Pushing OCR Performance with MVTec HALCON: Testing OCR Viability

Published on October 16, 2019 by TIS Marketing.

This post, Testing OCR Viability is the first in a series of 7 posts from Pushing OCR Performance with MVTec HALCON: 1, 2, 3, 4, 5, 6, 7.

Optical character recognition (OCR) is a standard task in machine vision and image processing. Many different applications (e.g. automatic object recognition, quality control, packaging) rely on the power of OCR to read characters or symbols during processing. HALCON uses a classification-based system for OCR which requires the segmentation of characters from their background.
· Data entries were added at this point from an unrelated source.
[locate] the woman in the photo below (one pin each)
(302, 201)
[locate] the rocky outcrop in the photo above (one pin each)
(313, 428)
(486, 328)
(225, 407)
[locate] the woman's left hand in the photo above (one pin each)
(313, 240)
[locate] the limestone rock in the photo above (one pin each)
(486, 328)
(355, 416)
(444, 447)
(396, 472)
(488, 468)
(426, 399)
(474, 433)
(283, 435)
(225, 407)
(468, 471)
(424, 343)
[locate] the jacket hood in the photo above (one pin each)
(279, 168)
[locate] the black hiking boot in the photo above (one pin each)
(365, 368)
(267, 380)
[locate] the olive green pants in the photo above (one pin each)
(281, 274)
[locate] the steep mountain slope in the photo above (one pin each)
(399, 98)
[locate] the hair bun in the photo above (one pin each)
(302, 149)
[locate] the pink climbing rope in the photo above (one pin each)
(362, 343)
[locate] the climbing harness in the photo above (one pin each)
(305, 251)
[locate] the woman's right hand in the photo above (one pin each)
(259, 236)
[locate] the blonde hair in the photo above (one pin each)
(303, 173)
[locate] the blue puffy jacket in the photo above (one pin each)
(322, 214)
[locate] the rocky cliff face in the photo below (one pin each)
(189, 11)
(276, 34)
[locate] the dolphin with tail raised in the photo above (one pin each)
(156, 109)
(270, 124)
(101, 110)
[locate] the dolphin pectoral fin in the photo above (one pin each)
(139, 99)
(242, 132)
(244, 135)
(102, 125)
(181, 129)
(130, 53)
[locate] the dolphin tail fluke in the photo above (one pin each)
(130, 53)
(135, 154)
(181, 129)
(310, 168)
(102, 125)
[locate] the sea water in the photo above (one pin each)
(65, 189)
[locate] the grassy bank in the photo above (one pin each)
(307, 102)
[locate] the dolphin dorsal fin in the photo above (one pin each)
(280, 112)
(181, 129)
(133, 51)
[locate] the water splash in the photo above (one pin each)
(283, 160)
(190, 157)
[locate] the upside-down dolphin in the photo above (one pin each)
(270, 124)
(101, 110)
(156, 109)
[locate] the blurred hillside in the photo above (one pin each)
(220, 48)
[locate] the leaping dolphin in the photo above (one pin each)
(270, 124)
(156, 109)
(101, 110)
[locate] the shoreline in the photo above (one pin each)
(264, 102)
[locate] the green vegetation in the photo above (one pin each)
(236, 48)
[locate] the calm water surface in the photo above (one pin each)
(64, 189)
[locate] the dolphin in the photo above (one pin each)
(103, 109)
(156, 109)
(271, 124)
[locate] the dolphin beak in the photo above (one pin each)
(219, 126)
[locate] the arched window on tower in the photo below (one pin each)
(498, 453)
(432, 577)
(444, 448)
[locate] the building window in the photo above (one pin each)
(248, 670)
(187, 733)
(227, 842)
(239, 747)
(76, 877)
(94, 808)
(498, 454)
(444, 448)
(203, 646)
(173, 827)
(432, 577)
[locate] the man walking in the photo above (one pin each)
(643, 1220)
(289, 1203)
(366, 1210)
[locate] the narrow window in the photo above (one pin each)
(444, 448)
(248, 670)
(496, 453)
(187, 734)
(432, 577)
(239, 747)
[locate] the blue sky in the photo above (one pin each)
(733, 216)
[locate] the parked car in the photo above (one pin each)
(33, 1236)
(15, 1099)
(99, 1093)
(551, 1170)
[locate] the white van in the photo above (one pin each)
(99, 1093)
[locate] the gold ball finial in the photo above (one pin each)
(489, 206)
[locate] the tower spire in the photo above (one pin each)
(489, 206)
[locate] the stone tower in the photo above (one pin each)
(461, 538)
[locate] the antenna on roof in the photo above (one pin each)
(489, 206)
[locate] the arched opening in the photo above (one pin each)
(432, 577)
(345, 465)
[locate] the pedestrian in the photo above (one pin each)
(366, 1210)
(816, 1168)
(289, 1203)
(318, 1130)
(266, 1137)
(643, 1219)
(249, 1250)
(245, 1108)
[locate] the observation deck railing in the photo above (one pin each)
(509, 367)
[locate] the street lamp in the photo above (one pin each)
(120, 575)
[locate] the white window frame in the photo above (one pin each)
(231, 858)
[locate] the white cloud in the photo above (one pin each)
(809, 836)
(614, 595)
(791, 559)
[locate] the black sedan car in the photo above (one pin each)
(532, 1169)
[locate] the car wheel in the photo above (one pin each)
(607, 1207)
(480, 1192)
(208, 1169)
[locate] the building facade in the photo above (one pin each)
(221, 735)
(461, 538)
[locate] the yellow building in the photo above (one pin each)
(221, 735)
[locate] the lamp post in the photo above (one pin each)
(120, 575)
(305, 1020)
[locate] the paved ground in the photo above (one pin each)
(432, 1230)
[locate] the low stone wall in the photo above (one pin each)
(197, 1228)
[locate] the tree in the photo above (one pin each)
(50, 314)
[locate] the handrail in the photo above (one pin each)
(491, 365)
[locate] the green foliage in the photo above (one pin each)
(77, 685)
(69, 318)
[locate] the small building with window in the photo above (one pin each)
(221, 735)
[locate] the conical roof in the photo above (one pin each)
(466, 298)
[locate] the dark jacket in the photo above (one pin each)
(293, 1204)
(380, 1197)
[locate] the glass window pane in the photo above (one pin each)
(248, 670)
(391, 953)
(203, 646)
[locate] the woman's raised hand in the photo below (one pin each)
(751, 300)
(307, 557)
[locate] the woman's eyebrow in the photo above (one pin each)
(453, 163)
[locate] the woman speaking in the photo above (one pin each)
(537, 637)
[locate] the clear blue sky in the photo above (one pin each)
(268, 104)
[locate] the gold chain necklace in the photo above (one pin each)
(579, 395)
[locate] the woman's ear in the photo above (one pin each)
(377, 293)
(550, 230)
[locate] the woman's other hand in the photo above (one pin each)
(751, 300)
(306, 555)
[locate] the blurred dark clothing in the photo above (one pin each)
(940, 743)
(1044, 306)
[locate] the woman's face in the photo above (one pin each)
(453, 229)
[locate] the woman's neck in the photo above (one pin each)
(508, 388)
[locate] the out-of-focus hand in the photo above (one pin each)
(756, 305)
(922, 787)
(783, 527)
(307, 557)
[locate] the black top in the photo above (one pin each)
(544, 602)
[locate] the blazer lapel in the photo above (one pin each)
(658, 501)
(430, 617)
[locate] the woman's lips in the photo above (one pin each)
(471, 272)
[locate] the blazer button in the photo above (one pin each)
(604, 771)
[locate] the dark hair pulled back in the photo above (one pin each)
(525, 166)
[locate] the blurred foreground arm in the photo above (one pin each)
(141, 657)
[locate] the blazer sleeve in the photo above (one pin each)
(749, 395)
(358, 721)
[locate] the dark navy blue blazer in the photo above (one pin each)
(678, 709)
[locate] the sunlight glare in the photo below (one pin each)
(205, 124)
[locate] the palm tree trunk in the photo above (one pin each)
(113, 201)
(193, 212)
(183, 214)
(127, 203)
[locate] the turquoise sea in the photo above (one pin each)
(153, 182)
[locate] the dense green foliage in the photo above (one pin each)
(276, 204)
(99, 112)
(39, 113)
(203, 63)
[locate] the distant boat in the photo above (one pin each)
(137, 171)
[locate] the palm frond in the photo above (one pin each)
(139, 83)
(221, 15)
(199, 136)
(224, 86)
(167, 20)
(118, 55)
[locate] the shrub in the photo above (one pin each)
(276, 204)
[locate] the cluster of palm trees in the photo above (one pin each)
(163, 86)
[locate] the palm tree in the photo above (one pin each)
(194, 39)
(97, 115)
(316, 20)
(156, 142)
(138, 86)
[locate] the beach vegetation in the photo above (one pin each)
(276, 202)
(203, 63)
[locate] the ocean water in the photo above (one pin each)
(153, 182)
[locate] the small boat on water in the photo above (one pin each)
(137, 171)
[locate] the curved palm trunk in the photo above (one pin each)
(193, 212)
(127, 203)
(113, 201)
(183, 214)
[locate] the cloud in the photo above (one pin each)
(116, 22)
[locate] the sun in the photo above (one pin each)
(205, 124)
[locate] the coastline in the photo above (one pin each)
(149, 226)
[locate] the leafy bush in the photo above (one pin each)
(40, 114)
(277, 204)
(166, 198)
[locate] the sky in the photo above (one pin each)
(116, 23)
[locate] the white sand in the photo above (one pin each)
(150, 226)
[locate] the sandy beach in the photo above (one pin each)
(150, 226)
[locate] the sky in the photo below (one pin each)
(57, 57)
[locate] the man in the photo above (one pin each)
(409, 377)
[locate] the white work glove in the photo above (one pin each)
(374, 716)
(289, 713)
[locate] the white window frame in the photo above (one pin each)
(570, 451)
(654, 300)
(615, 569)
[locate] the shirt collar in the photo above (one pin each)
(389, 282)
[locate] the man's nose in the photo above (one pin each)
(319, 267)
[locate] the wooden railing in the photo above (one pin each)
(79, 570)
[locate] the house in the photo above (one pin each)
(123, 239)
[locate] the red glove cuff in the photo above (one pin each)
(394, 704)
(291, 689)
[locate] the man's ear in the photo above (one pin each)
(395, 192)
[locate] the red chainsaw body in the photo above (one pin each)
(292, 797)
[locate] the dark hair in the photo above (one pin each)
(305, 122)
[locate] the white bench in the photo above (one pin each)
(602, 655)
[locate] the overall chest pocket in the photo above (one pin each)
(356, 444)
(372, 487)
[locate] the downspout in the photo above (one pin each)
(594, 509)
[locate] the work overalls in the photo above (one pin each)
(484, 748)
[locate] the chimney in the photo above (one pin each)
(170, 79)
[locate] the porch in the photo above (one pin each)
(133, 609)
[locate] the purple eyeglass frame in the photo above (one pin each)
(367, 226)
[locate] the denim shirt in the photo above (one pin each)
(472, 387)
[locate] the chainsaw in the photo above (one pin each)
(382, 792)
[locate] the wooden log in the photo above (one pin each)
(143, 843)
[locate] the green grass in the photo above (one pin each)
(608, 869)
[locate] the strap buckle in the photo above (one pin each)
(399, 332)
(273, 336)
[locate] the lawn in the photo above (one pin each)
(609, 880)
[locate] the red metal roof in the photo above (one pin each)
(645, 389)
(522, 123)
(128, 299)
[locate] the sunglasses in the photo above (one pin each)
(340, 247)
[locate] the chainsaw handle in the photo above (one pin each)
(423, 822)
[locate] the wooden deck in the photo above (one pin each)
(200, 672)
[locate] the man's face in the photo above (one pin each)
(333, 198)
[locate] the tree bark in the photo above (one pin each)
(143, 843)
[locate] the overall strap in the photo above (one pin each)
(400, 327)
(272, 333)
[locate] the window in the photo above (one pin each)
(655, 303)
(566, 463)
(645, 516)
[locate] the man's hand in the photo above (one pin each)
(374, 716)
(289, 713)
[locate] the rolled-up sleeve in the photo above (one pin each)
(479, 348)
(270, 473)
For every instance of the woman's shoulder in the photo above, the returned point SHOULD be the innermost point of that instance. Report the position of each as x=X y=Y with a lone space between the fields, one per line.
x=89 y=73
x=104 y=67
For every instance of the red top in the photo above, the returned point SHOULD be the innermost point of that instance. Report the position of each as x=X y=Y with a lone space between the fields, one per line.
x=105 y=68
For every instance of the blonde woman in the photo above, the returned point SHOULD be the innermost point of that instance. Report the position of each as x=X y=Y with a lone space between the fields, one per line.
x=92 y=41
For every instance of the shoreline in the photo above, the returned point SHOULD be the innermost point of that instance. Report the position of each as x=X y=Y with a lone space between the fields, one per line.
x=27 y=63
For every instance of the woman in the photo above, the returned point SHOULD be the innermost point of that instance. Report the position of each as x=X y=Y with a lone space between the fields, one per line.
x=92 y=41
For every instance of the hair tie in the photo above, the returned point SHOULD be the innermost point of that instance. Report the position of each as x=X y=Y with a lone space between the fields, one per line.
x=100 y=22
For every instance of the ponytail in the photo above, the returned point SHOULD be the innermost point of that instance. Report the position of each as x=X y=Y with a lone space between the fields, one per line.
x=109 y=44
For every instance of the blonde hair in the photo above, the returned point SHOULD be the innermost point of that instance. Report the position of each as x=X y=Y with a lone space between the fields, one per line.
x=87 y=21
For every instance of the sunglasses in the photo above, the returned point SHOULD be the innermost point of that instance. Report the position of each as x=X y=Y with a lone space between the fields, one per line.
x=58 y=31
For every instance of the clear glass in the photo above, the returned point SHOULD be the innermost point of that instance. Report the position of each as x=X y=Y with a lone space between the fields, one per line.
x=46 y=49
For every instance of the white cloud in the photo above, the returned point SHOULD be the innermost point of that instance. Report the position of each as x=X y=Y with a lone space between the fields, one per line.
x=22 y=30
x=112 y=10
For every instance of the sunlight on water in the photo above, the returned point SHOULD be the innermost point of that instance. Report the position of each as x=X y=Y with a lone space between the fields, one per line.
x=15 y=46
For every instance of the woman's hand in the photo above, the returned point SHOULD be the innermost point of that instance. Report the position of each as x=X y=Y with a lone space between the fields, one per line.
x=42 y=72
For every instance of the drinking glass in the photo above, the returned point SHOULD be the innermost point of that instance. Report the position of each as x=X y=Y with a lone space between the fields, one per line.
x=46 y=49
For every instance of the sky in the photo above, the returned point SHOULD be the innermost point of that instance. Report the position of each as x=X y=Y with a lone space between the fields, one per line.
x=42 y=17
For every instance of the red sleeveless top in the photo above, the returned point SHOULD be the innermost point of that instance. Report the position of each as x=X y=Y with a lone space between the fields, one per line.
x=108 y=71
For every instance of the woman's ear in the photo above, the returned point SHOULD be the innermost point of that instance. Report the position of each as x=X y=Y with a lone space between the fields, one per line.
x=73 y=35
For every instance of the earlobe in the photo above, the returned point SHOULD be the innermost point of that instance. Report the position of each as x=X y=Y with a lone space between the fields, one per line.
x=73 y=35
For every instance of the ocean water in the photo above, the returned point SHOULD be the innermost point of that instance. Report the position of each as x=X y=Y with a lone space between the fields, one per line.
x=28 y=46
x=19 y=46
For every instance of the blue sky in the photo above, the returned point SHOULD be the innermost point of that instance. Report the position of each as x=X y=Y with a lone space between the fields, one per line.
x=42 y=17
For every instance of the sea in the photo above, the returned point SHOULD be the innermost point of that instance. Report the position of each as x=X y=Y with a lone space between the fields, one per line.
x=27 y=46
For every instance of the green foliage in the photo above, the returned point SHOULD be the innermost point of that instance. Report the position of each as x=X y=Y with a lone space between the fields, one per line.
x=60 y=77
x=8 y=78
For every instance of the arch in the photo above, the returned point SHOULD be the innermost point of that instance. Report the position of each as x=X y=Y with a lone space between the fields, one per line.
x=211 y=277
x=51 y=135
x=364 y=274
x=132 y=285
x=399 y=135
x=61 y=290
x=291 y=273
After segmentation, the characters are read using a pre-trained classifier. HALCON's integrated development environment, HDevelop, offers wide-ranging OCR functionality from the easy-to-use assistant to the training of custom classifiers for specific fonts.

This series offers a short overview of possible approaches when using optical character recognition in HDevelop, beginning with a look at the general settings of the OCR assistant.

A common scenario would be to to use OCR to read the best-by dates on butter packaging (below, fig. 1). (The original image can be downloaded at the bottom of this page).

Fig. 1: Butter packaging: Image of dot-matrix characters in best-by date.

Testing OCR Viability for the Application

To quickly test OCR viability for the application at hand, HDevelop's OCR assistant provides a good starting point. First, load a sample image. Then, draw a bounding box to create a region of interest and define the expected text to be read in this region by entering it into the third field (see Fig. 3). After clicking on Apply Quick Setup, the assistant automatically tries to determine suitable parameters for segmentation and classification of the characters; the resulting regions and classes will be directly displayed in the image. If the assistant fails to find suitable parameters using Quick Setup, there are ways to fine-tune the parameters so that functional segmentation and classification can be achieved. Quick Setup tries to find good starting parameters and will not perform a long optimization process for finding them. Fig. 2 (below, right) shows the region of interest on the packaging and Fig. 3 the corresponding setup in the OCR assistant. Fig. 4 shows the results of the quick setup: segmentation and classification of characters with estimated parameters.

Fig. 2 (top, right): Region of interest for OCR on butter packaging. Fig. 3 (left): OCR assistant Quick Setup for butter wrapper. Fig. 4 (bottom, right): Results of Quick Setup.